Healthcare terminologies are integrated into Linguamatics platform covering key medical domains and categories. These are recognized using a combination of standard ontologies, pattern-based approaches and linguistic rules to enable the context around any patient variable to be taken into account (e.g. a family's history of disease). They are often used alongside the biomedical terminologies to maximize the amount of information that can be extracted from medical records.

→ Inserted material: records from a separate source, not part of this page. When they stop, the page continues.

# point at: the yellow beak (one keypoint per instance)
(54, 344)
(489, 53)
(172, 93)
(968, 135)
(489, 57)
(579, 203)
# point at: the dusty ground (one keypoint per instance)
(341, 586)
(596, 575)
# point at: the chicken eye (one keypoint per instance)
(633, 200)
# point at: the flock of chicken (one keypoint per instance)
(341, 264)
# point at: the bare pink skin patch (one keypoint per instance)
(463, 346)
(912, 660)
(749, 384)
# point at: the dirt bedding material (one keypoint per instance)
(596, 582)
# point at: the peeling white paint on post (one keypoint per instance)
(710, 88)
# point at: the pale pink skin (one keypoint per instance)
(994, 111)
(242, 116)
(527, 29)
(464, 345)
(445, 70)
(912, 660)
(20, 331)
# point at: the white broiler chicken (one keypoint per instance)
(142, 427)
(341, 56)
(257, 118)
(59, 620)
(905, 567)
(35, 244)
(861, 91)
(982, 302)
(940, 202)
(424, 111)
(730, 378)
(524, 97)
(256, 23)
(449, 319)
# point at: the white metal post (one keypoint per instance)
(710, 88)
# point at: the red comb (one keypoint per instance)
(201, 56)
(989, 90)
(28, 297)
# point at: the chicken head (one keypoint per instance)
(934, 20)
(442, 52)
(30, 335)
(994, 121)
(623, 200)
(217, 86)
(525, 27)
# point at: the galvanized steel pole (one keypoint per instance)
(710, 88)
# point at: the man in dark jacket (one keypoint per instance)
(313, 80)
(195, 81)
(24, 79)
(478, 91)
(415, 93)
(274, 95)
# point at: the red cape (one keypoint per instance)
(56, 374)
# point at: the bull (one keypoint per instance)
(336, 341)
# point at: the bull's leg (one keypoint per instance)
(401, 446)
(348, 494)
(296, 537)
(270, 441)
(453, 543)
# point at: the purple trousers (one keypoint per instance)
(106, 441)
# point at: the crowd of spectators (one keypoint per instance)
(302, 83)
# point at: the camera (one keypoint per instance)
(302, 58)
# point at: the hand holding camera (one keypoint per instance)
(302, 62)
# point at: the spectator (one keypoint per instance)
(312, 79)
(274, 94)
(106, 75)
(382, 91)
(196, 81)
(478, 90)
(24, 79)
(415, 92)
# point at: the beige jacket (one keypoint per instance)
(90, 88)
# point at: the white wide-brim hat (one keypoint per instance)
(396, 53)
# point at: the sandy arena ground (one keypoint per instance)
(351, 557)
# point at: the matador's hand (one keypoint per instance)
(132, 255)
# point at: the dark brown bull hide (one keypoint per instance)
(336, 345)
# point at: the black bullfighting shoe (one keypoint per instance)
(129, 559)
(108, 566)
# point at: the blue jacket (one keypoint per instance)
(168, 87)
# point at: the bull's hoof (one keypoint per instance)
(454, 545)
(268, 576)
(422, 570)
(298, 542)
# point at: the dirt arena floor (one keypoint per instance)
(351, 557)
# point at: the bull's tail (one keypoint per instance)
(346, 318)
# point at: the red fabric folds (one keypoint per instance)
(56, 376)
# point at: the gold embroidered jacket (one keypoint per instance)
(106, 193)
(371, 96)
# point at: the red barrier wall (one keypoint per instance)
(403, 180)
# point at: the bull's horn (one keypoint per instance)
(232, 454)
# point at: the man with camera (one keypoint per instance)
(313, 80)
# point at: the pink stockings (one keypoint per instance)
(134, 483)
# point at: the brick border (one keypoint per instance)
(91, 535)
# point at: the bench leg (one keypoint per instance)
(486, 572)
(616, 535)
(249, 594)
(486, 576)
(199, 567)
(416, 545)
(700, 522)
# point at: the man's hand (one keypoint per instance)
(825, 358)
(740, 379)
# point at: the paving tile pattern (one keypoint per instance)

Healthcare terminologies are valuable for identifying key patient data from a variety of medical records, including patient problem lists, disease history and vital signs (blood pressure, heart rate, pulse, respiratory rate, temperature, gender and age). Lifestyle factors such as smoking, drug use, alcohol consumption, exercise, diet and sexual activity can also be analyzed.

Chemical Entities

Chemical entities can be found using ChEBI, MeSH and the NCI Thesaurus. In addition, the Linguamatics ChemAxon add-on identifies known and novel chemical structures within documents: by name, structure, substructure or similarity.

Drug Terminologies

Linguamatics provides a pattern ontology that enables the identification and extraction of many different pharmaceutical company chemical identifiers (such as LY-170053, SQ 34676, ICI 204, 219).

Numerical Data

Linguamatics provides pattern ontologies that identify numerical data, such as times, dates, numerics, and units of measurement. These allow for the identification of concepts that can be expressed in many ways, extend search by annotating novel textual descriptions of key concepts or concept types and normalize results to greatly simplify downstream analysis.

Organizations and People

Information on organizations can be extracted and categorized by sector, type and geographic location. Searching by sector allows named pharmaceutical companies, universities or government agencies to be extracted. Organization types are also available, using linguistic rules and patterns to automatically detect whether an entity is a corporation, division, hospital or institute. Organizations can also be identified by geographical location (region, country, state or city). In addition, pattern ontologies allow for the identification of telephone numbers, names of people, and email addresses.

Bespoke Vocabularies

Linguamatics supports bespoke or custom vocabularies. These can be imported from academic or commercial sources. In-house vocabularies can also be employed, for example: a dictionary of employees from an organizational chart, or a controlled vocabulary for an internal drug development project.

Source-specific Dictionaries

Linguamatics incorporates data from the sources in the Content Store to provide source-specific dictionaries. These include Patent classification codes, listings of product names in FDA Drug Labels and specific FAERS terms.